Se il centrodestra smettesse di farsi male

Se Sabino Morano e Cosimo Sibilia invece di pugnalarsi davanti e dietro il palcoscenico della politica prestassero attenzione agli umori degli elettori e simpatizzanti con il distacco degli osservatori, giungerebbero alla stessa conclusione: il centrodestra è tutt’altro che morto, anzi la sua base elettorale tiene, ma per vincere e tornare ai fasti di un tempo ha bisogno di essere unito e compatto. Qualsiasi altro atteggiamento, qualsiasi ipotesi strategica alternativa, lo vede sul viale del tramonto.

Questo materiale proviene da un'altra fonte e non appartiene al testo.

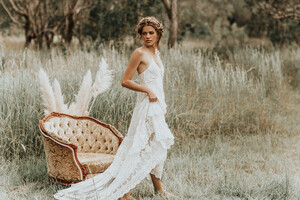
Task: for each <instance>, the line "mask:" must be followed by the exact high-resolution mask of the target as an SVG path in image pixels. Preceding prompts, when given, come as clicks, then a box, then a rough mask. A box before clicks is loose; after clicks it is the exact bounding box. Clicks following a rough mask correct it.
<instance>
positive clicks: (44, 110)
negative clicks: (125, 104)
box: [39, 68, 56, 115]
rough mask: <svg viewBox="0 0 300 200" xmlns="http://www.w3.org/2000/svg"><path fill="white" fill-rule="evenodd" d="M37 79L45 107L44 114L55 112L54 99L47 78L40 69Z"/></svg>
mask: <svg viewBox="0 0 300 200" xmlns="http://www.w3.org/2000/svg"><path fill="white" fill-rule="evenodd" d="M39 78H40V85H41V91H42V99H43V105H44V106H45V110H44V114H45V115H47V114H49V113H51V112H54V111H55V110H56V104H55V97H54V94H53V89H52V86H51V84H50V81H49V78H48V76H47V74H46V72H45V71H44V70H43V69H42V68H41V69H40V72H39Z"/></svg>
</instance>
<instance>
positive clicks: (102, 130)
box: [39, 112, 123, 185]
mask: <svg viewBox="0 0 300 200" xmlns="http://www.w3.org/2000/svg"><path fill="white" fill-rule="evenodd" d="M39 126H40V131H41V133H42V139H43V143H44V148H45V154H46V161H47V170H48V175H49V178H50V180H51V181H53V182H56V183H60V184H64V185H70V184H73V183H77V182H80V181H82V180H85V179H87V178H90V177H93V176H95V175H97V174H99V173H102V172H103V171H105V170H106V169H107V168H108V167H109V165H110V164H111V163H112V161H113V159H114V155H115V154H116V152H117V150H118V148H119V145H120V144H121V142H122V140H123V136H122V134H121V133H119V131H118V130H117V129H116V128H114V127H113V126H111V125H108V124H105V123H102V122H100V121H98V120H96V119H94V118H92V117H77V116H71V115H67V114H62V113H55V112H54V113H51V114H50V115H47V116H45V117H44V118H43V119H42V120H40V123H39Z"/></svg>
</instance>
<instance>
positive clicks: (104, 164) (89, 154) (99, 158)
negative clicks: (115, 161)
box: [77, 153, 114, 174]
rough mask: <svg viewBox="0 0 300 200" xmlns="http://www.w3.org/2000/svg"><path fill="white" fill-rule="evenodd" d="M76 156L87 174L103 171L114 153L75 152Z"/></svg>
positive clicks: (97, 173)
mask: <svg viewBox="0 0 300 200" xmlns="http://www.w3.org/2000/svg"><path fill="white" fill-rule="evenodd" d="M77 157H78V160H79V162H80V163H81V164H82V165H83V166H84V167H85V168H86V171H87V174H98V173H102V172H104V171H105V170H106V169H107V168H108V167H109V165H110V164H111V163H112V161H113V160H114V155H112V154H105V153H77Z"/></svg>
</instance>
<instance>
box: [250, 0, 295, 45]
mask: <svg viewBox="0 0 300 200" xmlns="http://www.w3.org/2000/svg"><path fill="white" fill-rule="evenodd" d="M246 4H247V6H248V7H249V9H250V11H251V14H252V15H251V22H250V23H249V24H248V29H249V34H250V36H256V37H261V36H267V37H269V38H270V40H271V41H272V43H274V44H276V43H278V44H285V43H289V42H290V41H296V42H297V43H298V44H299V43H300V37H299V34H298V33H299V31H300V28H299V27H300V26H299V25H300V24H299V19H300V13H299V10H300V4H299V1H297V0H254V1H252V0H251V1H250V0H246Z"/></svg>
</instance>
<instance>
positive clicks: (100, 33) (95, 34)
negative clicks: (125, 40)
mask: <svg viewBox="0 0 300 200" xmlns="http://www.w3.org/2000/svg"><path fill="white" fill-rule="evenodd" d="M161 13H162V5H161V2H160V0H154V1H149V0H147V1H143V0H139V1H125V0H114V1H103V0H97V3H96V6H95V7H94V8H93V9H92V10H91V12H90V16H89V19H90V23H87V24H85V25H84V28H83V34H84V35H85V36H88V37H90V38H92V39H93V40H95V39H100V41H102V42H103V41H109V40H121V39H123V38H124V37H125V36H132V35H135V32H134V31H135V25H136V23H137V21H138V19H139V18H140V17H144V16H152V15H155V16H157V17H158V18H161V16H162V14H161Z"/></svg>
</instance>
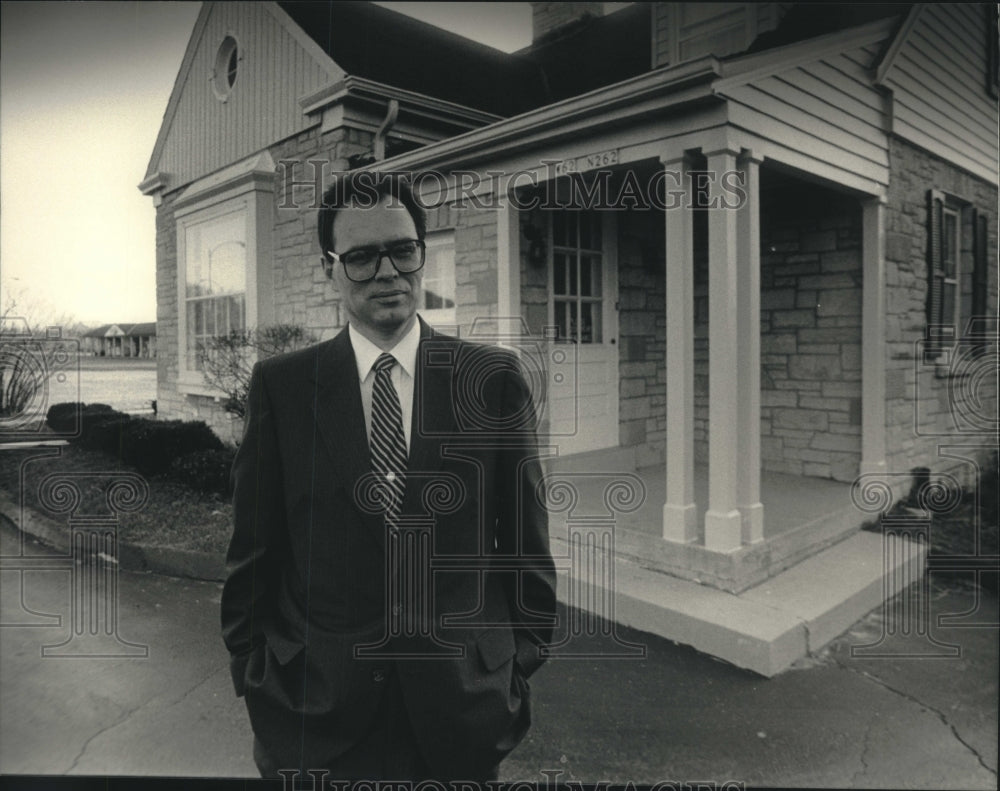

Il centrodestra non vive senza la Lega e senza Fratelli d’Italia. Il centrodestra non vince senza Forza Italia. C’è un do ut des vitale tra le due anime, un legame per cui l’una non può fare a meno dell’altra, pena l’emarginazione: l’anima più radicale dà all’anima moderata la patente di un’opposizione vera al Pd in crisi e alle numerose liste civiche di centrosinistra; Cosimo Sibilia e Forza Italia offrono ai loro alleati il passaporto per presentarsi di fronte all’elettorato moderato come un’alternativa di governo affidabile.

Per alcuni versi le differenze, invece di essere un limite, un handicap, in un quadro unitario si possono trasformare in risorse, in qualità. In un paese diviso tra forze di sistema e anti-sistema (e non va dimenticato che le seconde sono prevalenti), un centrodestra unito e organizzato sulle due anime potrebbe dialogare con entrambi i campi, potrebbe addirittura assumere nello scenario tripolare della politica cittadina una singolare centralità.

È un concetto, questo, che Morano ha recepito con le sue prediche sull’unità e con l’immagine e il ruolo che ha scelto per sè: «Io -non si stanca di ripetere- posso essere il federatore del nuovo polo di centrodestra. Siamo una grande forza politica che deve fare i conti col consenso».

Un presupposto, questo, che è stato già risolto alle scorse elezioni di Primavera.